O que acendeu uma luz amarela na Polícia Militar foram as inscrições “Vida Louca e 1533”, na lápide do túmulo de um homem identificado apenas como Valdir sepultado no cemitério do povoado Juazeiro do Secundo, no município de Jacobina do Piauí, na região de Paulistana.
Para quem é acostumado a combater a bandidagem, a expressão “Vida Loka” (no túmulo está grafado com o português correto), significa uma pessoa que leva uma vida perigosa para dar o sustento da familia , ou seja, no crime mesmo, uma vida errante, as margens da lei, sem medida das conseqüências.
Em Teresina, em cadeias e até Centro Educacional Masculino (CEM), para aonde vão os adolescentes em débito com a lei, a expressão “Vida Loka” é bastante conhecida e usada pelos internos.

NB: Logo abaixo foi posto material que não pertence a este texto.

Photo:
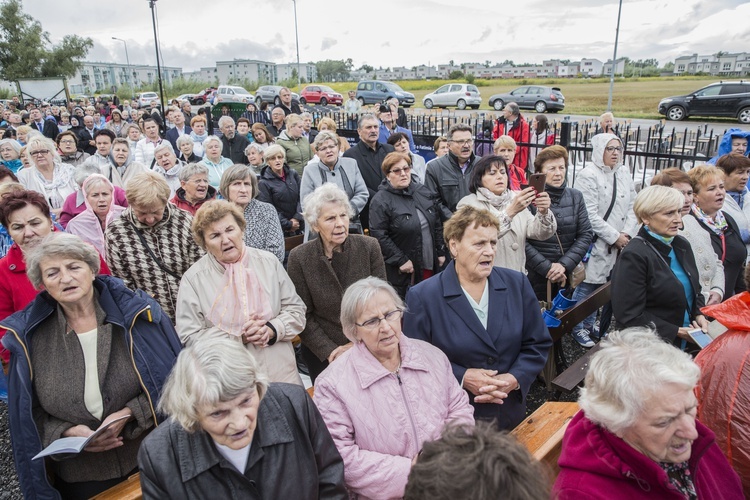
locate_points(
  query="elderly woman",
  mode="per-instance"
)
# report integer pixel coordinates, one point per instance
(280, 186)
(406, 222)
(333, 168)
(115, 347)
(400, 143)
(710, 267)
(490, 191)
(636, 435)
(47, 174)
(10, 153)
(194, 188)
(239, 291)
(327, 124)
(555, 258)
(296, 145)
(708, 199)
(407, 380)
(485, 319)
(262, 228)
(187, 150)
(262, 135)
(100, 211)
(656, 279)
(236, 433)
(150, 246)
(323, 268)
(214, 161)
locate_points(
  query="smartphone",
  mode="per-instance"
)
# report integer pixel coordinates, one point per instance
(537, 182)
(700, 337)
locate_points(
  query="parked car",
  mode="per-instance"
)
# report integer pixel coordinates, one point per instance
(718, 99)
(232, 93)
(270, 94)
(320, 94)
(534, 97)
(374, 91)
(460, 95)
(145, 98)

Já os números grafados após a expressão Vida Louca é um código conhecido pela Polícia de todo o País e presente na maioria dos presídios do Rio de Janeiro e São Paulo para designar o Primeiro Comando da Capital (PCC), o maior grupo organizado de criminosos do País controlado de dentro dos presídios brasileiros.
Segundo apurou a reportagem os algarismos correspondem a sigla PCC conforme as letras aparecem no alfabeto. Basta pegar o alfabeto e contar as letras até o 15 para perceber que o P é a correspondente a este número e o três corresponde ao C (A,B,C... etc).

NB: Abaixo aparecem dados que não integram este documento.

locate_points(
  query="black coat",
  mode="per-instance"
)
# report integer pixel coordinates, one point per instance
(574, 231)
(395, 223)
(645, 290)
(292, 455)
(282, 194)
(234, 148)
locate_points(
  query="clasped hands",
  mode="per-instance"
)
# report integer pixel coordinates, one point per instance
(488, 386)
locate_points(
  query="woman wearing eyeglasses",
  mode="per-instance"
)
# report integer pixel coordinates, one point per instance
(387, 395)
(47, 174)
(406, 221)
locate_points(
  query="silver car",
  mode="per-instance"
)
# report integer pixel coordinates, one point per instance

O caso estava, até na semana passada com o capitão Felipe, comandante da Companhia da Polícia Militar em Paulistana, mas segundo informações obtidas pela reportagem com jornalistas daquela região que pedem para o nome não ser divulgado, pois temem represálias futuras, a Juíza do município já foi comunicada pela PM, e inclusive já recebeu material produzido nas investigações, como fotografias do túmulo de Valdir.

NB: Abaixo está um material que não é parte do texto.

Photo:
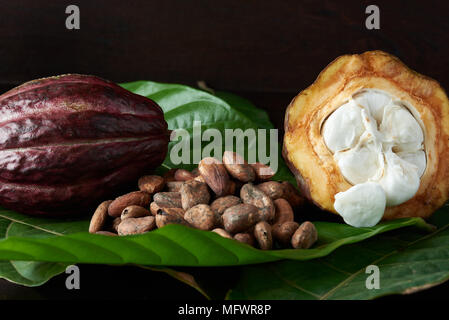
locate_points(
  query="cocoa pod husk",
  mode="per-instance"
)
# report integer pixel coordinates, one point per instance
(100, 216)
(77, 139)
(138, 198)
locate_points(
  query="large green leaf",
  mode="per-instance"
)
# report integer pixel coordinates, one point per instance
(408, 261)
(54, 240)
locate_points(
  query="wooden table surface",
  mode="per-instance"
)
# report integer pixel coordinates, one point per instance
(266, 51)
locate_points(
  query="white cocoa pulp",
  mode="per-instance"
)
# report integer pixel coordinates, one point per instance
(379, 148)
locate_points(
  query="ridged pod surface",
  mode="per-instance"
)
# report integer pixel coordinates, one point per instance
(71, 140)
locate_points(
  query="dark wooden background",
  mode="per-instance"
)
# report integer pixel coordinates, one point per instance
(266, 51)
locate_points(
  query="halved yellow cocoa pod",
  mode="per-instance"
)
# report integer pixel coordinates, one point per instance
(317, 172)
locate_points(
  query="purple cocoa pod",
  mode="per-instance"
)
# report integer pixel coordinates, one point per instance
(68, 141)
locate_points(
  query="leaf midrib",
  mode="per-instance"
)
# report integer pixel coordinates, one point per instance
(352, 276)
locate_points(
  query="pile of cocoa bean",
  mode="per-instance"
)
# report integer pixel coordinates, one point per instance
(206, 198)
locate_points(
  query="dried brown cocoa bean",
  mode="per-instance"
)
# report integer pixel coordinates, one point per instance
(134, 212)
(252, 195)
(215, 175)
(115, 223)
(240, 217)
(168, 199)
(167, 216)
(305, 236)
(138, 198)
(263, 172)
(183, 175)
(222, 233)
(262, 233)
(174, 186)
(283, 232)
(238, 167)
(273, 189)
(292, 195)
(154, 208)
(195, 172)
(200, 217)
(169, 175)
(99, 217)
(106, 233)
(247, 238)
(283, 211)
(193, 193)
(151, 184)
(219, 205)
(136, 225)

Não só os jornalistas ouvidos pela reportagem, mas diversas outras pessoas que não são do Juazeiro do Secundo evitam falar sobre o assunto e até mesmo visitar o cemitério onde Valdir está enterrado. Acreditam que além dele, outras pessoas igualmente pertencentes ao PCC e bandidos assumidos, possam saber e matá-los.
HISTÓRIA
A Polícia de Paulistana não divulgou o que descobriu sobre a pessoa de Valdir. No seu túmulo, considerado luxuoso para o padrões da região, há uma foto dele sentado em uma cadeira e uma bandeira do São Paulo Futebol Clube, um dos grandes times brasileiros, o “Tricolor do Morumbi”. Quando morreu Valdir estava com 37 anos e coincidentemente hoje(19) fazem oito anos do seu assassinato em 2005.
Muitas pessoas ainda lembram dele sempre que ia a Paulistana. Segundo informações obtidas pela reportagem, Valdir era mais um dos milhares de piauiense que deixaram o seu estado natal para tentar uma vida melhor em São Paulo.
Para alguns moradores, o êxodo dele talvez não tenha sido por opção, mas fugindo de um crime que teria cometido. O fato é que ao retornar à cidade tempos depois, ele estavam acompanhado de outros amigos que muitos moradores achavam que fossem seus guardas-costas.
As conversas ouvidas pelas ruas de Paulistana são de que Valdir era um sujeito amável, falava com todo mundo e costumava pagar as contas das pessoas nos bares que freqüentava. Um dia quando ele se encontrava na feira da cidade foi emboscado por dois homens que estavam em uma moto e morreu crivado de balas no meio da rua.
Conforme contam os moradores, Valdir teria sido vítima de uma vingança. O filho do homem que ele havia matado, que na época era criança, resolveu fazer justiça com as próprias mãos e ajudado por um amigo.
Após o episódio, quem ajudou o homem a matar Valdir também tombou crivado de balas, com exceção de uma mulher que ainda vive na cidade. Um sobrinho de Valdir, também supostamente ligado ao PCC teria se encarregado disso.
Primeiro morreu o próprio filho da vítima de Valdir, depois uma mulher ex-vereadora de Petrolina, que teria escondido a dupla. Em seguida o carona da moto também morreu. Um dos acusados de matar o carona deverá ser julgado em breve.